When the duke of Marlborough made a lodgment,—my uncle Toby made a lodgment too.—And when the face of a bastion was battered down, or a defence ruined,—the corporal took his mattock and did as much,—and so on;—gaining ground, and making themselves masters of the works one after another, till the town fell into their hands.

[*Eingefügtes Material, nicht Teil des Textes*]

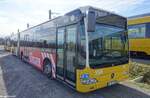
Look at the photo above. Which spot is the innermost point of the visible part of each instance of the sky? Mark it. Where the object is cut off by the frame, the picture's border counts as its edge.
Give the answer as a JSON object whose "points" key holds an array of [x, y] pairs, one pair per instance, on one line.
{"points": [[15, 14]]}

Mit seinen Erzählsprüngen, mit Absätzen, die wie ein “Bewusstseinsstrom” geschrieben sind oder einer komplett schwarzen Seite nimmt Sterne einige Spielereien der modernen Literatur um 150 Jahre voraus. Der Roman ist chaotisch, ironisch, spielerisch und man muss ihn gelesen haben, um zu verstehen, warum er noch immer so einflussreich und beliebt ist (eine Anleitung zum Lesen gibt es hier). Es gibt eine Art Nachfolgeband, “Yoricks empfindsame Reise durch Frankreich und Italien” (im Englischen allgemein als “Sentimental Journey” bekannt; laut Wiki wurde “empfindsam” als Neologismus durch die Übersetzung geprägt – Sterne hat wirklich unsere Sprache beeinflusst), den ich irgendwann noch lesen möchte. Yorick ist der Pastor, der Tristram tauft und sich später aus gesundheitlichen Gründen auf eine Reise begibt, wo ihm manch wundersames und amüsantes Abenteuer widerfährt. Allgemein wird angenommen, dass er für Sterne selbst steht, der erst mit Mitte 40 sein literarisches Talent entdeckte und seinen Erfolg dann nur kurz genießen konnte, weil er zehn Jahre darauf an Schwindsucht starb. Aber mit “Tristram Shandy” hat er sich seinen Platz in der Weltliteratur gesichert und es war auf jeden Fall eine würdige Wahl, die ich beim ersten Besuch in einer neuen Bibliothek traf.